Jean DEGOTTEX
Né en France en 1918 – Décédé en 1988
Si Jean Degottex débute sa carrière artistique dans l’obédience de l’abstraction lyrique, il oriente dès le milieu des années cinquante sa problématique vers l’écriture et ses capacités à être expressive en tant que graphisme. Le peintre se livre alors à l’étude des textes les plus divers (livre des morts, textes arabes, idéogrammes asiatiques…).
La suite ETC a été réalisée en deux temps nettement séparés. Les deux premiers numéros ont été peints en décembre 1964 et les trois suivants en mars 1967. Les numéros II et III présentent des signes doubles et c’est seulement à partir de la quatrième toile que Jean Degottex se satisfera d’une trace unique. Chercher à interpréter le sens du titre (ETC) peut nous conduire à mieux comprendre la démarche du peintre. Si l’on interprète les trois lettres ETC comme étant l’abréviation de « et caetera », on se trouve confronté à une notion paradoxale : le geste est unique, c’est-à-dire non reproductible à l’identique et cependant il existe une infinité de gestes uniques possibles. ETC serait donc une synthèse : celle de la multiplicité dans l’unité et inversement. Dès le milieu des années 50, le peintre avait acquis une connaissance livresque intime des pensées de l’Extrême Orient. Pour la suite ETC, le rapprochement le plus évident est à faire avec Les propos sur la peinture du moine Citrouille-Amère de Shitao. Ce texte du début du XVIIIe siècle est un traité de peinture pour lettrés dont la première partie s’intitule « l’Unique trait de pinceau ». Si pour l’Asie, cette trace à quelque chose d’ontologique, il est à noter qu’elle n’existe jamais en tant que telle dans la peinture traditionnelle (toujours figurative). L’intelligence plastique de Jean Degottex fut donc de mettre certains des préceptes des calligraphes et peintres de la Chine ancienne au service de l’abstraction occidentale contemporaine. La trace crée l’espace, précise le Vide et induit des rythmes plastiques en son sein même. Le Vide, promu au premier rang du vocabulaire de la peinture de Jean Degottex n’est ni nihiliste, ni paralysant. Il est le lieu de tous les possibles. A la longue préparation du fond succède l’inscription, sans reprise, de la trace d’encre. Comme pour la calligraphie, la spontanéité ne peut survenir qu’à la suite d’un long apprentissage. L’acte de peindre n’est pas qu’intellection ou, à l’opposé, que travail de la main : il est l’adéquation parfaite du physique et du mental.
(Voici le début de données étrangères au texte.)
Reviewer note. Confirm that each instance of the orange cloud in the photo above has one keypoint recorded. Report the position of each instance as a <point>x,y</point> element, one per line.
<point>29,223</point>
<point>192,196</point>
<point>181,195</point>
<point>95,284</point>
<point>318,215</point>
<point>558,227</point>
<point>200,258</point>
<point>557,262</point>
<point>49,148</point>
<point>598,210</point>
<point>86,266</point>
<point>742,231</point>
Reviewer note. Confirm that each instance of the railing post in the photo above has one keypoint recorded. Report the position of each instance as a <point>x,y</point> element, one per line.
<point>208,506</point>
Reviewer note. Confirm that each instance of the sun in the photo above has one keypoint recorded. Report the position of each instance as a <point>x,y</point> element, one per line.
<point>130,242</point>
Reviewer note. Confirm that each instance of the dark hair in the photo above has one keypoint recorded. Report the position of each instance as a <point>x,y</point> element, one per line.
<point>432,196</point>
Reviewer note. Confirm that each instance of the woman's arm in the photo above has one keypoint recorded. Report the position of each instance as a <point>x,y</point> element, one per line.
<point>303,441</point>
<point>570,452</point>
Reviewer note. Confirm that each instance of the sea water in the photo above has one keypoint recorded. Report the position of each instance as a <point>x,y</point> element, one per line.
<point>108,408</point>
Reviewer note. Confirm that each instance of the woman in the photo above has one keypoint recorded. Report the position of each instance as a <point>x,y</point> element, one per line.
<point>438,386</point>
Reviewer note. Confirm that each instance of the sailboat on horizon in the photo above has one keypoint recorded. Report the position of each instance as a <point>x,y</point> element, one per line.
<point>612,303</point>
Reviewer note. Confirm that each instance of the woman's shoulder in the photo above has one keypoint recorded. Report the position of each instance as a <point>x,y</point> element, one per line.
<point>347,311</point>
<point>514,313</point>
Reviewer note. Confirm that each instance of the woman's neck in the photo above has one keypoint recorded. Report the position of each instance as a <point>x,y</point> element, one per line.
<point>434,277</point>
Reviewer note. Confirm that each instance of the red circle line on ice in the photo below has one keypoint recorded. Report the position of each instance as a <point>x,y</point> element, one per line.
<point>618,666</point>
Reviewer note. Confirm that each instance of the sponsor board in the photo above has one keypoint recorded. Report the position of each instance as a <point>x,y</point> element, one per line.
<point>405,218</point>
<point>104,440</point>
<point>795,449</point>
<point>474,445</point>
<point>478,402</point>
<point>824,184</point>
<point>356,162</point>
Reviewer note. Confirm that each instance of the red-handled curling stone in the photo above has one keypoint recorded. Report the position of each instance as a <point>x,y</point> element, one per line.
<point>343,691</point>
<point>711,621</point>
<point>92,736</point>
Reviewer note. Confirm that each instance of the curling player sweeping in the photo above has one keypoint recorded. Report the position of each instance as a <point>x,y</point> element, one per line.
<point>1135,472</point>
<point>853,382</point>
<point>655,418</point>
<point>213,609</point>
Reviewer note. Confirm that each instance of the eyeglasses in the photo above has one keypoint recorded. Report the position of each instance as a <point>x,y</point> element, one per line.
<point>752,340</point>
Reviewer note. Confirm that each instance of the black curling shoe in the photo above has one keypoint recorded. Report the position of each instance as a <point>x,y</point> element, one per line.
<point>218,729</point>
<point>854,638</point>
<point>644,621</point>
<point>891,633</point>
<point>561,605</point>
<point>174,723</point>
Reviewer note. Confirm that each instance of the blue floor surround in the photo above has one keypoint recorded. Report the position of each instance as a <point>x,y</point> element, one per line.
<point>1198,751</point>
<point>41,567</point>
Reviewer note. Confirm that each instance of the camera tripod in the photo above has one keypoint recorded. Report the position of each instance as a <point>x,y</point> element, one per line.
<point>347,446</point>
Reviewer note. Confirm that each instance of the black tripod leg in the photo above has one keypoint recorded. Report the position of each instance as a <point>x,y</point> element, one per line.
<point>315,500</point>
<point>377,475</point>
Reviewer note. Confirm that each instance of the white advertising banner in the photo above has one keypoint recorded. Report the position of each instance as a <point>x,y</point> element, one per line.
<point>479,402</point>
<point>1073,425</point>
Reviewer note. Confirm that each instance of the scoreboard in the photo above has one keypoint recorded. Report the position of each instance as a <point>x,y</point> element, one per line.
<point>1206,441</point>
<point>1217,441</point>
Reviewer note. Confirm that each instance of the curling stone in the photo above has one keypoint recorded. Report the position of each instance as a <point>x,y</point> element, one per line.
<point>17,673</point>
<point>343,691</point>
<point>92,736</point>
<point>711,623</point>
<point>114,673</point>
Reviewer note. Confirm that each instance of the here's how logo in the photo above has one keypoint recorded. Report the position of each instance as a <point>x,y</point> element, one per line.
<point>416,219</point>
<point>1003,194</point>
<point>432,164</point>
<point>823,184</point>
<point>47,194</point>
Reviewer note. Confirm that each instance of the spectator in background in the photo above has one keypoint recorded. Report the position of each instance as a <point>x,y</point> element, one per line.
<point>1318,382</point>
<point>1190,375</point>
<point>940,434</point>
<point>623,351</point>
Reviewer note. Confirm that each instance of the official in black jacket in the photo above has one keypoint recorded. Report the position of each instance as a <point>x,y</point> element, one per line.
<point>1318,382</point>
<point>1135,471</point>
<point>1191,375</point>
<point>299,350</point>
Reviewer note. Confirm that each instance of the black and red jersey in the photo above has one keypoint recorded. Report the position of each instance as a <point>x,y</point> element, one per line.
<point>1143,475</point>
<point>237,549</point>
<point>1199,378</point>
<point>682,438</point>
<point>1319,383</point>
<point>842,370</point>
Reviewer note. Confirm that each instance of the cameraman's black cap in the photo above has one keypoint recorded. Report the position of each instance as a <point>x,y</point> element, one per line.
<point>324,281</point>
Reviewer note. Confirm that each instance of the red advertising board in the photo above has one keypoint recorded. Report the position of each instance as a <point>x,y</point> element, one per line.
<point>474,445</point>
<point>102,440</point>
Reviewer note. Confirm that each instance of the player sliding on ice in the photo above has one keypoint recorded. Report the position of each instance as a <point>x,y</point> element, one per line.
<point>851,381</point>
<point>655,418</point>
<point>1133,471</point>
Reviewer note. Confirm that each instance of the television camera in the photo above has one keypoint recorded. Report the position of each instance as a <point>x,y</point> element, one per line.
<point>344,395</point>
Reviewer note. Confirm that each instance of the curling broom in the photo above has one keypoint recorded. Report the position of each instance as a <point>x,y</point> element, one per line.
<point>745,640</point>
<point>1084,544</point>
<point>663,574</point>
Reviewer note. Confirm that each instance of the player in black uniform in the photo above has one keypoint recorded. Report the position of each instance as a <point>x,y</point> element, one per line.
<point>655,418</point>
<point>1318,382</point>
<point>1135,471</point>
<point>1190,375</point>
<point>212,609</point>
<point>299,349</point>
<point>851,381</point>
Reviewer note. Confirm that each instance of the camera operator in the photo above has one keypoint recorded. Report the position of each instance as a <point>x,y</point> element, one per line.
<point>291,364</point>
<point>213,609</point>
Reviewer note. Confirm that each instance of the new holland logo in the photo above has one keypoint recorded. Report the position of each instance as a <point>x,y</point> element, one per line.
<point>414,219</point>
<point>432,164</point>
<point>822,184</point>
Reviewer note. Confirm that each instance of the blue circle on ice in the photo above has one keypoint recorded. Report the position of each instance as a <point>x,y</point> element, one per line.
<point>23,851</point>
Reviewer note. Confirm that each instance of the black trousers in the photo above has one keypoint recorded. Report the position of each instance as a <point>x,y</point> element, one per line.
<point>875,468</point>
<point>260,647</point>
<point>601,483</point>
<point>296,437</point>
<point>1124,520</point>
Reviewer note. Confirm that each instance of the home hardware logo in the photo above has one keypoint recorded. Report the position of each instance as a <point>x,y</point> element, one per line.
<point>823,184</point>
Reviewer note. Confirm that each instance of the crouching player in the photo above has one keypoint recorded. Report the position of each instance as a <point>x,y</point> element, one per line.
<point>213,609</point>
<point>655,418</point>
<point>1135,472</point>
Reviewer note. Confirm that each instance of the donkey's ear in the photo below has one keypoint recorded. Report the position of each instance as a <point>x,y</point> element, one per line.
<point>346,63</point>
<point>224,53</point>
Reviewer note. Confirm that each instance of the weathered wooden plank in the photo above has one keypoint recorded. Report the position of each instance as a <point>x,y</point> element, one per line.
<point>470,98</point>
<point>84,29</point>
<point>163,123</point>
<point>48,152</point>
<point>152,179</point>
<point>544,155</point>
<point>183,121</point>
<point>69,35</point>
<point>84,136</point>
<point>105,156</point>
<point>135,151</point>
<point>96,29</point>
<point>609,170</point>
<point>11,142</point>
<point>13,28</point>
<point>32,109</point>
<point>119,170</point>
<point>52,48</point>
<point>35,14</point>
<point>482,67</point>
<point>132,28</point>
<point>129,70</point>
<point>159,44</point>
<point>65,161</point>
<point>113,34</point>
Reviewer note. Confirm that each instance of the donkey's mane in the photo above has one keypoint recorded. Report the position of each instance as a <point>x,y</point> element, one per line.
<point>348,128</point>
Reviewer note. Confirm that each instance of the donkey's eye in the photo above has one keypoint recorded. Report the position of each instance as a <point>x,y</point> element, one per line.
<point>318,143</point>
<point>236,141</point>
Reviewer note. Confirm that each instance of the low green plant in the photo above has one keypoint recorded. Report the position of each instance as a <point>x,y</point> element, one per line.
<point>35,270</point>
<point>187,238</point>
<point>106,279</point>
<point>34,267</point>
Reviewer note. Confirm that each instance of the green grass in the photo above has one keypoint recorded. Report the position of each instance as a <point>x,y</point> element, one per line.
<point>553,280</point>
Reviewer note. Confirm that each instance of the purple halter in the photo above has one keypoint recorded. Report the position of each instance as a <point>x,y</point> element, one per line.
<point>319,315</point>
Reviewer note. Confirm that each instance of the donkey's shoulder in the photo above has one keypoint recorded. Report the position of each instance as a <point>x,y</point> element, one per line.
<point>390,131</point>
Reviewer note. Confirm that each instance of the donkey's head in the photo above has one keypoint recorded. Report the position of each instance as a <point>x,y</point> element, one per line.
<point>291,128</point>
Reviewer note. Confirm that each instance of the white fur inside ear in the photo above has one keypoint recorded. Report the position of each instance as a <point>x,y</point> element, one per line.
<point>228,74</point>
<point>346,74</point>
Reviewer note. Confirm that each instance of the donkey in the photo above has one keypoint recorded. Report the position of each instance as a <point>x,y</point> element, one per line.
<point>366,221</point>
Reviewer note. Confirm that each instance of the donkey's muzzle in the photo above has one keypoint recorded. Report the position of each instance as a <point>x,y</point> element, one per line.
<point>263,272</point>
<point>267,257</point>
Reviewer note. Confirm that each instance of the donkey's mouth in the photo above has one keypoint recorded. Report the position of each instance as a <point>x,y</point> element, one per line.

Avec la série des Reports, la toile n’est plus seulement le support de la peinture, elle devient le matériau majeur de l’œuvre. La toile est tout d’abord pliée en deux. Le peintre trace ensuite des lignes parallèles à l’aide d’un outil pointu. Ces lignes, en déformant la surface tissée, inscrivent des sillons dans la matière. Lorsque ce travail est terminé, la toile est dépliée et tendue sur un châssis. Le pliage et le dépliage induisent deux types de traces à la surface du tableau : des lignes en creux pour la partie supérieure et des lignes en relief pour la partie inférieure. La partie inférieure nous montre le lieu de l’action, la partie supérieure la répercussion de cette action. Le peintre, de façon sensible, interroge la dimension tactile et matérielle de la toile, une toile qui est plus que jamais une peau. C’est aussi l’envers de l’œuvre qui nous est donné à voir, et plus encore que l’envers, c’est l’entre-deux de la peinture qui nous est montré. L’espace chez Jean Degottex est toujours celui, contemporain, du continuum espace-temps. Temps et espace se trouvent intimement liés : c’est bien le temps du geste qui déforme l’espace de la toile, de la peinture.